Understanding The Boyer-Moore Horspood algorithm using C# code

The Boyer-Moore Horspood algorithm is consider the most efficient string-matching algorithm. It can be used in text editors search, commands substitutions, highlight matching sub string.

It works the fastest when the search pattern is relatively long.

What is Boyer-Moore-Horspool Algorithm ?

Boyer-Moore-Horspool algorithm is for finding substrings into strings. This algorithm compares each characters of substring to find a word or the same characters into the string. When characters do not match, the search jumps to the next matching position in the pattern by the value indicated in the Bad Match Table.

What is Bad Match Table?

The Bad Match Table indicates how many jumps should it move from the current position to the next. This table contains the length to shift our substring by number of steps when a bad match occurs.

The whole process of this algorithm has been divided into two stages:

  • Generate Bad match table
  • Search Process

Stage 1 – Generate Bad match table

As explained above, Bad match table is a two dimensional array, where first row contains each character in substring (search pattern), and second row contains integer values. The value for each character is calculated using this formula:

 Value = length of substring – index of each letter in the substring – 1

For e.g. if our substring is “abcdbb” then the batch match table should be:

substring characterabcd*
value (first value calculated as 6-0-1) 51
3
2
6
  • Note that the value of the last letter and other letters that are not in the sub-string will be the length of the sub-string . In our case above, it is set to 6.
  • Also note that if there is any duplicate character in our search string, the previous value for that character is replaced with new value.

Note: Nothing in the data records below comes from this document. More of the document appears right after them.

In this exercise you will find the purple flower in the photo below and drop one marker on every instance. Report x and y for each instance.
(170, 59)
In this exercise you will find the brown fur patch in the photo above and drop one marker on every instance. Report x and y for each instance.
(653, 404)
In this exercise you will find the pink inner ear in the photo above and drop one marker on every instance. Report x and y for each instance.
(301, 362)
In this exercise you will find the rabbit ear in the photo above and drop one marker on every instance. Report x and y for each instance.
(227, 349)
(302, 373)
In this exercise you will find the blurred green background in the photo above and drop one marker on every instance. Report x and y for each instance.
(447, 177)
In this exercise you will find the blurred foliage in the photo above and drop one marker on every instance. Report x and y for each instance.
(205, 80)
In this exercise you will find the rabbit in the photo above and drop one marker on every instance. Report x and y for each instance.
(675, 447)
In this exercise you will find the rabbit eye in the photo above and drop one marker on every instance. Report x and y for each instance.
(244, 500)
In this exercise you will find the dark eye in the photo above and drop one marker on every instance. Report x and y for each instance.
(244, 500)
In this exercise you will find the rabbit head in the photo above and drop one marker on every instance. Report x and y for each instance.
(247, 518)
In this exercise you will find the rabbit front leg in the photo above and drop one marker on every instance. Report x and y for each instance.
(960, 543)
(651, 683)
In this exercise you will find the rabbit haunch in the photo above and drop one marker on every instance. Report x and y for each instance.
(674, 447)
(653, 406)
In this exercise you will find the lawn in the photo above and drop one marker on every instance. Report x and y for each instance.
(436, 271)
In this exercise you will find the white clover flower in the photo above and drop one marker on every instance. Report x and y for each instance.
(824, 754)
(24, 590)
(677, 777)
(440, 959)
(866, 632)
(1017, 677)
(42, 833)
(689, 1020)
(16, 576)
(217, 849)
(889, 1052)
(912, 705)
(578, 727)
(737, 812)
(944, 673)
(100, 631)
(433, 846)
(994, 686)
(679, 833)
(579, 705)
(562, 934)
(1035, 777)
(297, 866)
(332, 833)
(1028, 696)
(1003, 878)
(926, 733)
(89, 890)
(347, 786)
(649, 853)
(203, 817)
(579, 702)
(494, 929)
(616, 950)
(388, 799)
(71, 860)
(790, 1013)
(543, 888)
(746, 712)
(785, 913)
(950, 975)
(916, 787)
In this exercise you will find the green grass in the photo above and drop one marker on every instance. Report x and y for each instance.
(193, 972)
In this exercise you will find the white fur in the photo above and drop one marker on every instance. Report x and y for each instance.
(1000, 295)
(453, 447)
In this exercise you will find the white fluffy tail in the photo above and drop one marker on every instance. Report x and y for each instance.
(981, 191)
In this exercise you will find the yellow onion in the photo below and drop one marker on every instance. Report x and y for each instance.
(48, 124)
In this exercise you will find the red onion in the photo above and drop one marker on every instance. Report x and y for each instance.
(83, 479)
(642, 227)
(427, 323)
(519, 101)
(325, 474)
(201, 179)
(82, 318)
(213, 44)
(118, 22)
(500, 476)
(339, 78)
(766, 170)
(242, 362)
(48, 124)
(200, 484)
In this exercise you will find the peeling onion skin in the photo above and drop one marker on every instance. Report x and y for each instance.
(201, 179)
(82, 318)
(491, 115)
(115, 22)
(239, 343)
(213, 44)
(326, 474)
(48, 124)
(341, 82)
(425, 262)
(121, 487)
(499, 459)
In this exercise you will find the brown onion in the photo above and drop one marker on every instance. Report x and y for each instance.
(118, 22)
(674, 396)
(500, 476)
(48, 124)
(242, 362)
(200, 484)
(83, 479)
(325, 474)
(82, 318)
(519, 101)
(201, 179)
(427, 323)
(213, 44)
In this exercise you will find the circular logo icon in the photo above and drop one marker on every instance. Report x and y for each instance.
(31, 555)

That is why you can see that in our case the value of character b has been changed from 4 to 1.

How Bad match table helps?

Because of Bad match table, this technique gives a good search performance because it avoid lots of needless comparisons by significantly shifting pattern relative to text.

Here is a quick C# class that is responsible to to generate a bad match table for any search pattern (substring):

using System;
using System.Collections.Generic;

namespace Learning.BoyerMooreHorspoolSearch
{
    public interface IBadMatchTable
    {
        Dictionary<int, int> Table { get; }
        int NextJump(int character);
    }

    public class BadMatchTable : IBadMatchTable
    {
        private readonly Lazy<Dictionary<int, int>> _table;
        private readonly string _pattern;

        public BadMatchTable(string pattern)
        {
            _table = new Lazy<Dictionary<int, int>>(() => GenerateTable(pattern));
            _pattern = pattern;
        }

        public Dictionary<int, int> Table => _table.Value;

        public int NextJump(int character)
        {
            try
            {
                return _table.Value[character];
            }
            catch
            {
                // return default value when there is nothing in the bad match table.
                return _pattern.Length;
            }
        }

        private Dictionary<int, int> GenerateTable(string pattern)
        {
            var table = new Dictionary<int, int>(pattern.Length);

            // Last character distance value has to be equal to pattern length, so we will just ignore that for now.
            for (int idx = 0; idx < pattern.Length - 1; idx++)
            {
                table[pattern[idx]] = pattern.Length - idx - 1;
            }

            return table;
        }
    }
}

You can try running this code by using these test cases:

using Learning.BoyerMooreHorspoolSearch;
using Microsoft.VisualStudio.TestTools.UnitTesting;

namespace LearningTests
{
    [TestClass]
    public class BadMatchTableTests
    {
  
        [TestMethod]
        public void BadMatchTable_Duplicate_Character_MustReturnsValidResponse()
        {
            var sut = new BadMatchTable("happily");
            Assert.AreEqual(5, sut.Table.Count);
            var expectedValues = new int[] { 6, 5, 3, 2, 1 };
            int i = 0;
            foreach (var item in sut.Table)
            {
                Assert.AreEqual(expectedValues[i++], item.Value);
            }
        }
        [TestMethod]
        public void BadMatchTable_NextJumpForDuplicateMustMatch()
        {
            var sut = new BadMatchTable("happily");
            Assert.AreEqual(3, sut.NextJump('p'));
        }
        [TestMethod]
        public void BadMatchTable_NextJumpForNonMatchedCharacter_Should_return_substringlength()
        {
            var sut = new BadMatchTable("happily");
            Assert.AreEqual(7, sut.NextJump(' '));
        }
    }
}

Now we have generated a “bad match table” for our search phrase “happily“, we will now use this table to search “happily” in a text:

mobile citi was happy to oblige to another request happily.”

substring characterha
p
i
l
*
value (first value calculated as 6-0-1) 653
2
1
7

Stage 2 – Search Process

In this part of the process, the substring is compared from the last character. If the character is not matched then the bad match table is used to skip characters. We search for that character from text, inside of the bad match table. If the character is not found then we use default value. In our case it will be 7.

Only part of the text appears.